More simplifying. define at h1 means to apply the define tactic to the h1 hypothesis instead of the goal. This could have been written on two lines, but it felt to me like they belonged together, so I combined them on the same line with a semi-colon. The new goal state is:

h1 : ∃ t ∈ F ∩ G, x ∈ t
⊢ x ∈ ⋃₀ F ∧ x ∈ ⋃₀ G
  obtain (A : _) (h2 : _) from h1

One of our hypotheses (h1) is an existential statement (it claims that some object exists). The obtain tactic fetches such an object from the aether and assigns the name A to it. A has some properties, and the existence of those properties is assigned to the hypothesis h2. The underscores are an indication that we don't have to fill out the type of A or the full statement of h2, Lean can infer it from context. Here's the new state:

h1 : ∃ t ∈ F ∩ G, x ∈ t
A : Set U
h2 : A ∈ F ∩ G ∧ x ∈ A
⊢ x ∈ ⋃₀ F ∧ x ∈ ⋃₀ G
  have h3 : _ := h2.left; define at h3

have is a tactic that produces a new hypothesis from a combination/distillation of our existing ones (essentially, it's a mini-lemma). h2.left refers to the left branch of the h2 hypothesis (which is an "and", so both of its sub-statements must be true). Here's the new state:

h1 : ∃ t ∈ F ∩ G, x ∈ t
A : Set U
h2 : A ∈ F ∩ G ∧ x ∈ A
h3 : A ∈ F ∧ A ∈ G
⊢ x ∈ ⋃₀ F ∧ x ∈ ⋃₀ G

We are almost done. Here is the next line of the proof:

  apply And.intro

Our goal statement is an "and" statement, which we can prove is true by separately proving both branches are true.
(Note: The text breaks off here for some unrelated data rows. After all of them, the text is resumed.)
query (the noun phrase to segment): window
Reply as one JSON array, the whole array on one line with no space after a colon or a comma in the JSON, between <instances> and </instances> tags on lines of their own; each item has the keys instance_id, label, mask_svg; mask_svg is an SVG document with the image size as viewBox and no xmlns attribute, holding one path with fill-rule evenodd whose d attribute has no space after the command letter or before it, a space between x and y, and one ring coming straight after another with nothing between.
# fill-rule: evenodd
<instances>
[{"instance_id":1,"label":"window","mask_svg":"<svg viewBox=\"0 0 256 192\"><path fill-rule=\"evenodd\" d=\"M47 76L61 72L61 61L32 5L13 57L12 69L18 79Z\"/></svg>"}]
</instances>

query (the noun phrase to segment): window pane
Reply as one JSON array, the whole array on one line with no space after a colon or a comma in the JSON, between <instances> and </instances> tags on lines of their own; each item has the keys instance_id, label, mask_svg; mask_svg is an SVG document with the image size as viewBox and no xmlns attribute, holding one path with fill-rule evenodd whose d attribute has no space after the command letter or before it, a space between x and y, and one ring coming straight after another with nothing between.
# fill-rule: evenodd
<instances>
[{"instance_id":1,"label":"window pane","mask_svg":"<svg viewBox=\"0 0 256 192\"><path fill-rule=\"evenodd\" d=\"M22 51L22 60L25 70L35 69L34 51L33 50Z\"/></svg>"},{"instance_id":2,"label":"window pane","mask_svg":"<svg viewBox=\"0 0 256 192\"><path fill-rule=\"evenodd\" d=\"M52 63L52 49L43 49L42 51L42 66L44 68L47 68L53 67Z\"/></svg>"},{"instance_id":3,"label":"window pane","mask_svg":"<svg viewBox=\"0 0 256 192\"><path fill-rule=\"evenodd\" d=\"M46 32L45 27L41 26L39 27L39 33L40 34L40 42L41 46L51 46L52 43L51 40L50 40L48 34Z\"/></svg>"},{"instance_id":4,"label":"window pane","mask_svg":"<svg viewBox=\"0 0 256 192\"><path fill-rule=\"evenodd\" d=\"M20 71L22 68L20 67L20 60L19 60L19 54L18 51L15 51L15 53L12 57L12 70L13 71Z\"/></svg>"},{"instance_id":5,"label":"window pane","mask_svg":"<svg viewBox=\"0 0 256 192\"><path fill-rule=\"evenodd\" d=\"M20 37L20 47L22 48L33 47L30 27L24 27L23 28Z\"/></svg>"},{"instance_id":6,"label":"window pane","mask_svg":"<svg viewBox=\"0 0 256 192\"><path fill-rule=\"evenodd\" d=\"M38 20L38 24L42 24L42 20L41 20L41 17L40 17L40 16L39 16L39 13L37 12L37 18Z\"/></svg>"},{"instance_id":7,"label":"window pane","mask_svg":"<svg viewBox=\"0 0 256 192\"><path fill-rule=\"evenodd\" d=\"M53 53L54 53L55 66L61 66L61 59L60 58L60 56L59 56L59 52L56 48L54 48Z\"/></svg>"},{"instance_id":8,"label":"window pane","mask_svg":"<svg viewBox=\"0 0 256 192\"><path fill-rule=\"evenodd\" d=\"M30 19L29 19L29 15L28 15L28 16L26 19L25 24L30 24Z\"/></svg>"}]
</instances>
This re-writes the goal in the following way:

▼ 2 goals
case left
U : Type
F G : Set (Set U)
x : U
h1 : ∃ t ∈ F ∩ G, x ∈ t
A : Set U
h2 : A ∈ F ∩ G ∧ x ∈ A
h3 : A ∈ F ∧ A ∈ G
⊢ x ∈ ⋃₀ F

case right
U : Type
F G : Set (Set U)
x : U
h1 : ∃ t ∈ F ∩ G, x ∈ t
A : Set U
h2 : A ∈ F ∩ G ∧ x ∈ A
h3 : A ∈ F ∧ A ∈ G
⊢ x ∈ ⋃₀ G

What Lean has done for us is it has split our goal into two subgoals. We will separately prove the left and right branches, and so complete the proof.

Here is the proof of the left branch:

  ·
    show _ from Exists.intro A (And.intro h3.left h2.right)
    done

The dot indicates that we are proving a subgoal. show is a tactic that proves the goal using a combination of hypothesis. The Exists.intro tactic proves an existential goal (\( x \in \bigcup \mathcal{G} \) can be re-written as \( \exists t \in \mathcal{G}, x \in t \)) by providing an object with the required properties (in this case, A). And.intro proves an "and" goal by providing proofs of both branches. In this case, h3.left is a proof that A ∈ F and h2.right is a proof that x ∈ A.

The proof of the other branch proceed in the same way, so our proof is complete. At this point, we get a 🎉 emoji in our editor indicating we've successfully proved the goal.

Here's the complete proof:

theorem Ex_3_4_18_a (U : Type)
    (F G : (Set (Set U)))
    : ⋃₀(F ∩ G) ⊆ (⋃₀ F) ∩ (⋃₀ G)
    := by

  define
  fix x : U
  assume h1
  define; define at h1
  obtain (A : _) (h2 : _) from h1
  have h3 : _ := h2.left; define at h3
  apply And.intro
  ·
    show _ from Exists.intro A (And.intro h3.left h2.right)
    done
  ·
    show _ from Exists.intro A (And.intro h3.right h2.right)
    done

  done

I really like writing Lean proofs! If you want to get into writing Lean proofs, I started by playing the Natural Number Game. It's in the browser so you don't have to install anything, and it gives you a really good mental model for how to write Lean proofs.